As the Chinese population grows exponentially in the new colony, the Government of China has increasingly been confident in speeding up the Sinicization process of the indigenous people. One of the key steps the Government of China has taken to Sinicize the Mongolians in Southern Mongolia was to destroy the language and carry out a wholesale cultural genocide. During the massive genocide campaign in the 1960s and 1970s, all Mongolian schools were banned, and after the genocide, some Mongolian schools were restored, but on a minimal scale. Again starting in early 2000, the majority of the rural Mongolian schools were either removed or converted to Chinese ones under the “ecological migration” and “urbanization” policies. According to some statistics, the number of students taught in Mongolian has been reduced by 80% since the 1980s. So, today what we are left out with is the remaining 20% of what we had in the 1980s.
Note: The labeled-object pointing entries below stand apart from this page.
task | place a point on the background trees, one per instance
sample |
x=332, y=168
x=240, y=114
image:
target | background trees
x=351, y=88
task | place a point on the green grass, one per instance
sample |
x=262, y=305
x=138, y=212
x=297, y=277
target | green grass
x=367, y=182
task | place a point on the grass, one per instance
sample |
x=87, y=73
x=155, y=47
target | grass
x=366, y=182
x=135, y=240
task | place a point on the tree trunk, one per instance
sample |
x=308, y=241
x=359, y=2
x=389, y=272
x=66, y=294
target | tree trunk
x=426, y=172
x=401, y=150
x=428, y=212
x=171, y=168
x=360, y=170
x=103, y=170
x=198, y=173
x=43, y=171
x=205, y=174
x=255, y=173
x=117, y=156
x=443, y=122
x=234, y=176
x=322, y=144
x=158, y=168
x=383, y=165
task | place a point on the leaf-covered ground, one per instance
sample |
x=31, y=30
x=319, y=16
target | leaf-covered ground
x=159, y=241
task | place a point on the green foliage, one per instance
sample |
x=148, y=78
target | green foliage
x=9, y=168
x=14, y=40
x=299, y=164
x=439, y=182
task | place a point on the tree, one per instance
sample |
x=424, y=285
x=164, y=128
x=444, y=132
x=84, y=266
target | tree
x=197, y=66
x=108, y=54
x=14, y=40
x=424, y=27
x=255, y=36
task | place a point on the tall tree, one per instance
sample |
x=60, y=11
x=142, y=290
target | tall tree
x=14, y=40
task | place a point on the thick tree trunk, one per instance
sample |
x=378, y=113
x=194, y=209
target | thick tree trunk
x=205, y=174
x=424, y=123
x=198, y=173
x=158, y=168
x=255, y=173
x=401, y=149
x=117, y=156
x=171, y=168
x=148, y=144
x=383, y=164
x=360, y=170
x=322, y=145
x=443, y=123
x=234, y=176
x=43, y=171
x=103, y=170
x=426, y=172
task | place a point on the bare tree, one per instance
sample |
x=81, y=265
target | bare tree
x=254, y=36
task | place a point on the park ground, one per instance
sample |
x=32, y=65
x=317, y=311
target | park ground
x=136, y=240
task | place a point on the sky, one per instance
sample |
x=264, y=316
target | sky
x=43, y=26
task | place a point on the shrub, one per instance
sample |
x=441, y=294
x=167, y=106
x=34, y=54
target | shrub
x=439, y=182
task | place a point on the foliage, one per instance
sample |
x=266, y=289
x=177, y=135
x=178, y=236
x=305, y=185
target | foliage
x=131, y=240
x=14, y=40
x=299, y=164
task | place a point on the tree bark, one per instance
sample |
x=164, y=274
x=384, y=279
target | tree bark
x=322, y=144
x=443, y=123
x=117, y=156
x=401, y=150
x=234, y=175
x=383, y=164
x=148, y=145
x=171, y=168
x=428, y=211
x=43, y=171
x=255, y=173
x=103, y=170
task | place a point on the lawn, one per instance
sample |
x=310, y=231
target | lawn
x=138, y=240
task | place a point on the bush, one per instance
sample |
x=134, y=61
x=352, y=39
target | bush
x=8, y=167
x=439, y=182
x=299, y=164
Now as we speak, the Central Government of China is planning to implement a new round, likely the last round, of cultural genocide, which is to completely replace Mongolian with Chinese as the language of instruction in all Mongolian schools across Southern Mongolia in the name of “second type of bilingual education” starting September 1, this year.

Resource Plundering

In 2009, the Government of China announced that Southern Mongolia had become “China’s Energy Base.” This gave the green light to all Chinese extractive industries to come to Southern Mongolia to open up mines with no regard for the survival of indigenous Mongolian communities. Thousands of mining companies poured into Southern Mongolian territory, from state-run mining giants to private and ninja miners. Local Mongolian herders have been forced to leave their land to give way to these miners. Lacking the necessary skills to survive in Chinese sedentary and urban societies, many displaced herders became jobless, homeless, and landless on their own land. Another devastating effect of this resource plundering is the total destruction of the environment. The once beautiful Mongolian grassland has completely been destroyed. Vast grazing lands have been turned into mining pits. Rivers and lakes have dried up, and underground water has been depleted. Toxic wastes are threatening not only the well-being of wildlife and livestock but also the public health of the local Mongolian communities.

As China becomes an economic superpower thanks to the natural resources plundered from Southern Mongolia and other occupied nations and cheap labor exploited by the vast domestic population of 1.5 billion, her global ambition is growing rapidly. The notorious Belt and Road Initiative is one manifestation of China’s worldwide hegemony and appetite for neo-colonialism. Any nation, as sovereign and independent as it may be, should take extra precaution when receiving China’s gift of “help” and “friendship” if it does not wish to become its de facto colony.

Author profile
Enghebatu Togochog

Enghebatu Togochog is the director of Southern Mongolian Human Rights Information Center (SMHRIC).